Francesca Velicu is a first dancer at the English National Ballet which she joined in 2016. An interview by Mathilde Menusier.
I grew up in Bucharest Romania and my first encounter with ballet was probably going to the Opera House with my mom to watch The Nutcracker, Swan Lake and Sleeping Beauty: the classics.
I started taking ballet lessons at the age of 4. Of course it was my parents’ idea. They gave me the opportunity to try different activities like painting lessons, piano and guitar lessons, tennis, swimming. I consider myself very fortunate, even to this day, to have been able to explore different territories, learn from each one, and eventually choose the path that attracted me the most. I started piano and painting lessons at the age of 6 but ballet was always at the top.
Art is very appreciated in my family, so they all supported me through my journey, I wouldn’t be where I am today without them. I’ve always been grateful for being able to learn so many things as a child because in time I realised what a big role they played in my career and life in general.
And they still do️.
Playing the piano had a big part in shaping me as a dancer and gave me a deeper understanding of music. Knowing how to count in different ways, how to hear the melody and understand it was a really important thing especially as a young dancer. I love the feeling that I get on stage or in the studio, when you are able to connect with the music and let yourself get lost in it . That’s when the real magic happens.
When I first started ballet, for sure I was intrigued by the costumes, the stage, the live music just like any other kid, but even more than this, the way all the little girls were sitting very disciplined at the barre, doing exercises to classical music every day, was creating such a beautiful atmosphere that attracted me. Waiting to go to ballet class was like waiting for Christmas to arrive, and I find it interesting how that didn’t change over time, even after it became my job.
In the beginning I didn’t like how much work and pain was put into it especially as I never considered myself having a body suited for ballet, but I’ve grown to push myself more and more, accept it and work hard but wisely with what I have.
I still remember the moment right before my first performance. The orchestra warming up. I love that sound, it always puts me in the right mindset before a show and helps me to connect with myself.
I have a lot of memories that come into my mind when I try to think of the best one on stage, what I love the most about a good performance or rehearsal is the feeling of pushing myself to the maximum and the satisfaction that comes with it afterwards. I’m not happy with just doing something good because it’s easy, I have to prove to myself that I achieved something first. It’s such an addiction, I always strive for more and more of that high. The lead couple in Theme and Variations by Balanchine is definitely the first piece that triggered that feeling.

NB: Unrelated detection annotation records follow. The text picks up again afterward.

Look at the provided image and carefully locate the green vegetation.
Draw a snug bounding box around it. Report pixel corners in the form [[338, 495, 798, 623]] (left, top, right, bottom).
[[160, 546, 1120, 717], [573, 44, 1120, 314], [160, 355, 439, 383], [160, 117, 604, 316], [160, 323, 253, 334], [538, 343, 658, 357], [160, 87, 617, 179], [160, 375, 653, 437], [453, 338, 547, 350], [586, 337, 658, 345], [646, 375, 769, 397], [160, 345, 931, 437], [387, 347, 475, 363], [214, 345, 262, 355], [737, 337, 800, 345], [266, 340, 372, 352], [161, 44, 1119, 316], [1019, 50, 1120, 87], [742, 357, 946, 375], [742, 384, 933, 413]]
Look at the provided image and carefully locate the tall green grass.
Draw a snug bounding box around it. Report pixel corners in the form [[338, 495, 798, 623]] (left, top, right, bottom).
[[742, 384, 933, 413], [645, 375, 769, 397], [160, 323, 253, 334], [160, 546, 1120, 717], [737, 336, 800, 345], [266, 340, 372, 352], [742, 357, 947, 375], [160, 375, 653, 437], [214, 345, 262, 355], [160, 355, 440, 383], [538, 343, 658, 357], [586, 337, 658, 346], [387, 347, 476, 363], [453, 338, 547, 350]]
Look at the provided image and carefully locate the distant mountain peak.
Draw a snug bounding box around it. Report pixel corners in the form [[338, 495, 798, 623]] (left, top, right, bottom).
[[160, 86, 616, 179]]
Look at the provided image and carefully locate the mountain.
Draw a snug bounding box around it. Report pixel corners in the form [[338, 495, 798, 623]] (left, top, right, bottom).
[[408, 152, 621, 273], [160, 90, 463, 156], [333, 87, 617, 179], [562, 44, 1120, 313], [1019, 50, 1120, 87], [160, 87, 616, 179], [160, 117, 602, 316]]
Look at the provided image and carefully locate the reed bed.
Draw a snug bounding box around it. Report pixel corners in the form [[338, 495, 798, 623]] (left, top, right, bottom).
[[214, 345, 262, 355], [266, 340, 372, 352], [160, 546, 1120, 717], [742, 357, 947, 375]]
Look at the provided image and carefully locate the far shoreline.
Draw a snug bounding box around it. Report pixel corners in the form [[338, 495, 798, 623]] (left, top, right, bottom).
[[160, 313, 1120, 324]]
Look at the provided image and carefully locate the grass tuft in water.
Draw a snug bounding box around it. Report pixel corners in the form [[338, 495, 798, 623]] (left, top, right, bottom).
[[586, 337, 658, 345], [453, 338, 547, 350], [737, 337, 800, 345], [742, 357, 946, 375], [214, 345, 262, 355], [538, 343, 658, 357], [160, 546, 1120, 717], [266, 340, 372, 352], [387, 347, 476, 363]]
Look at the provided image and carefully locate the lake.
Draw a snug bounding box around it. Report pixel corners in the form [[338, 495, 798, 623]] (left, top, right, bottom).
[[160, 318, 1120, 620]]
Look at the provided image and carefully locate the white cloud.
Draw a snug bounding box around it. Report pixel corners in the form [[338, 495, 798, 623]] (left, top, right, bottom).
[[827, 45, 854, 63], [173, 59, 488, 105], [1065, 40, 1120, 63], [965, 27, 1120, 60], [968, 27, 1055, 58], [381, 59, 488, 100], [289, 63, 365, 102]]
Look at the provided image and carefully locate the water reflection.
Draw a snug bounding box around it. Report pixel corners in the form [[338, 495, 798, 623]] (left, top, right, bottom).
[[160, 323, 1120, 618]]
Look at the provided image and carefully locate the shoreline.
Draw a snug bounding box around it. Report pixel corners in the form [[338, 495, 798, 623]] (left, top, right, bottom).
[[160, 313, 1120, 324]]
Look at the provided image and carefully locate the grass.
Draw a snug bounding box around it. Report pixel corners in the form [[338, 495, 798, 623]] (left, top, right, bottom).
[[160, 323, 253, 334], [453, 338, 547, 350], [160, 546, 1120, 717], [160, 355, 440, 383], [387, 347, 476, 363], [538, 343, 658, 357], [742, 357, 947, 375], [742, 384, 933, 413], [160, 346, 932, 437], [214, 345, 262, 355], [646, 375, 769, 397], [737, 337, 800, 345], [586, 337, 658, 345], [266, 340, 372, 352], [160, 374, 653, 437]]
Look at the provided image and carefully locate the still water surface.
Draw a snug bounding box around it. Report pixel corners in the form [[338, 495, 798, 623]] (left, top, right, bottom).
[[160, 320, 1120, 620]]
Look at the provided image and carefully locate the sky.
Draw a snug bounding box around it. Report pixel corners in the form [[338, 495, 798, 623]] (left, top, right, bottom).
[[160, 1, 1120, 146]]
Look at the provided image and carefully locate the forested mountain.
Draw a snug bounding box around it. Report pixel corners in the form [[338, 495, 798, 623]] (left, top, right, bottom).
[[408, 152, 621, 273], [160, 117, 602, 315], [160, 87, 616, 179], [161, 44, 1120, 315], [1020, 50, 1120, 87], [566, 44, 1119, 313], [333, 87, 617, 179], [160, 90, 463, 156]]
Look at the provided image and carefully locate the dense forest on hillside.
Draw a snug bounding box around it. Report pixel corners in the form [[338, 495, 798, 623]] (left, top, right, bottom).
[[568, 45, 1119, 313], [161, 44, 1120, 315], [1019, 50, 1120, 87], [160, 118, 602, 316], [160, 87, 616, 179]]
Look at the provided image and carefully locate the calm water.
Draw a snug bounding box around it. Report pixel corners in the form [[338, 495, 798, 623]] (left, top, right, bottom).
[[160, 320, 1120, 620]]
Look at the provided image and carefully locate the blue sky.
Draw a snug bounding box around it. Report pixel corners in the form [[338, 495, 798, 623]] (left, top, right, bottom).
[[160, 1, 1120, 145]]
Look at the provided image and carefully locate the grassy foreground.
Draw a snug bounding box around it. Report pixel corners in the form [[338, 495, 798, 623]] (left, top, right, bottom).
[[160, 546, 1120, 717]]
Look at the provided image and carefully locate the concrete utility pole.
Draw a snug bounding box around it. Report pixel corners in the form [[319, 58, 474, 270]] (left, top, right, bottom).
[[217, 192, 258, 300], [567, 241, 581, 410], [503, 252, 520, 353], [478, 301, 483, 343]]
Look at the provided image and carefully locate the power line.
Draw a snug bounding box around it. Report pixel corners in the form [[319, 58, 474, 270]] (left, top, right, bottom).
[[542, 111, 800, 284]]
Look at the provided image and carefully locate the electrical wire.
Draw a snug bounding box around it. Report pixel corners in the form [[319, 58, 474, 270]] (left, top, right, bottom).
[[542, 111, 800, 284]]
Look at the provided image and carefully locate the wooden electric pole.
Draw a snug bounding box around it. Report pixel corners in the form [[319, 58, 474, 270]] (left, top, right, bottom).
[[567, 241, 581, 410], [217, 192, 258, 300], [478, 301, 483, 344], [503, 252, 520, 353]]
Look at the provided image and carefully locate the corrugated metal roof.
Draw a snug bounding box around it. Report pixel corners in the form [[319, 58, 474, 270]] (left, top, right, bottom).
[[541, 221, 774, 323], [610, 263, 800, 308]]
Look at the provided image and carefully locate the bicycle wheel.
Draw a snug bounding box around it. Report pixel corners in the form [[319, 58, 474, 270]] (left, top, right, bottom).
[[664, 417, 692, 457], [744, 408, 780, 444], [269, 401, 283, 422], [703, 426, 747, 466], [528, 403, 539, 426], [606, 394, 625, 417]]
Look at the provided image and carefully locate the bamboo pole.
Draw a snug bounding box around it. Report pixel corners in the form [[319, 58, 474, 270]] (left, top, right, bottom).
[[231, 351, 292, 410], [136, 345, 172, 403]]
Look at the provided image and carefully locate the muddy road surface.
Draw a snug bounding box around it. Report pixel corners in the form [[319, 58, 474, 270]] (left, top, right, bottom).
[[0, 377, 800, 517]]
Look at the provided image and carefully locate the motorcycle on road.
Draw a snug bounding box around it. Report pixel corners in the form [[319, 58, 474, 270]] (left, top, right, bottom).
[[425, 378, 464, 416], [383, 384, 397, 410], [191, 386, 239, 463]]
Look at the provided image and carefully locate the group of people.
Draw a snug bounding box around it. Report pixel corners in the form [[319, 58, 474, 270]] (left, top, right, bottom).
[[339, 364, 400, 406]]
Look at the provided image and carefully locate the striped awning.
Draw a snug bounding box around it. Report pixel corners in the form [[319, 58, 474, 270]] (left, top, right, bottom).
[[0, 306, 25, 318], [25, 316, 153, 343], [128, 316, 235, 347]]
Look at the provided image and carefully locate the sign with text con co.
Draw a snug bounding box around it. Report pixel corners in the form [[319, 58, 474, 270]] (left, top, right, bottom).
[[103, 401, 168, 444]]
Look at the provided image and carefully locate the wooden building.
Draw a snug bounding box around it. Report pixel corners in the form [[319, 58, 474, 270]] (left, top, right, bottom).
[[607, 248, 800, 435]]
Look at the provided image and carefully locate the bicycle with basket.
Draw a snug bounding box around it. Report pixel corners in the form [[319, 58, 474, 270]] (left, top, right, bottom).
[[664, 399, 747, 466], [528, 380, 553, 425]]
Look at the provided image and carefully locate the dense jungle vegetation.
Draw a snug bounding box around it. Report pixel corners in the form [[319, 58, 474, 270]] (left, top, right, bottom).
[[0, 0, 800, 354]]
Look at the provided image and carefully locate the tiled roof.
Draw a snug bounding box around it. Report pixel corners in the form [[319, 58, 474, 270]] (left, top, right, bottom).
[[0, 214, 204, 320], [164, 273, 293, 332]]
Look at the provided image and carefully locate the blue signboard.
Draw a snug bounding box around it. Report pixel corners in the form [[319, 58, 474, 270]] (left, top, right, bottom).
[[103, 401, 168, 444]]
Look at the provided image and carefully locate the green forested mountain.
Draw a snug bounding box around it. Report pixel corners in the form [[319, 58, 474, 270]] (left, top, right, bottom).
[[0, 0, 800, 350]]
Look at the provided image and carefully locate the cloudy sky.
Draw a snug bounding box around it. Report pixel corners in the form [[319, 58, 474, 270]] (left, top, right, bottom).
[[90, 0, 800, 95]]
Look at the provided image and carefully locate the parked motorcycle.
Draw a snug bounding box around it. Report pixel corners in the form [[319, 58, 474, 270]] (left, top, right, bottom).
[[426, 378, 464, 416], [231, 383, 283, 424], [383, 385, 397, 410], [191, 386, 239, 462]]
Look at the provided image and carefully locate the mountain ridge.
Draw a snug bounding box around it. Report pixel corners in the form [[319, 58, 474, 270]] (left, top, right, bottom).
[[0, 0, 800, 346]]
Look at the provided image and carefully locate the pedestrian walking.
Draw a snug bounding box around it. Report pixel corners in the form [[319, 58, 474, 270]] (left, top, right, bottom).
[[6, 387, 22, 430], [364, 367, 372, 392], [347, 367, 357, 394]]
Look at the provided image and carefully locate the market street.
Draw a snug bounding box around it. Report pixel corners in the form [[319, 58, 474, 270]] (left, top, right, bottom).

Personally, both life experiences and hard work are fundamental to my career. For example, if there is a storyline and I have to portray someone, I always try to find even the smallest way to relate to that character. Our own experiences make us who we are and I like to think that when I step on stage, I leave a little piece of myself for the audience.
When I get cute messages from little ballerinas after a show, it makes me happy as I remember being one of them not so long ago. Now I work next to artists that have inspired me from a young age, adding motivation everyday to keep going️.
A few years ago, I sent a few clothes and shoes to a ballet school in Nairobi through a colleague of mine from English National Ballet. I remember it particularly touched my heart when she sent me a photo of one of the girls wearing my first ballet skirt. (See photo below.)
I think bringing arts to unprivileged children is vital, as it plays a big role in developing one’s personal growth. Each part of the world has its own tradition, mentality, history, I think everyone has something particular to offer and there are so many ways of expressing that. If we all contribute in bringing to art that little quality that makes each of us different, we could take it to even further places.
On stage, there’s a real exchange of energies between artists and the audience. Dance can do endless things. I don’t mean you have to be a professional, purely as a way of expressing one self. I think everyone should dance! Dance has the power to make people happy, can make them inspired, nostalgic, creative. In my opinion, we artists have the responsibility to keep the art growing and introduce it to as many as we can. It’s a language without any limitations that everybody can understand. I’ve always thought that art is different from any other activities because feelings and emotions are the foundation of it. To me, there’s nothing that touches the human soul or connects on such a deep level with it, in the same way as art does. And when that happens we start to think and act from the heart. I suppose that’s the best thing art can do to the world.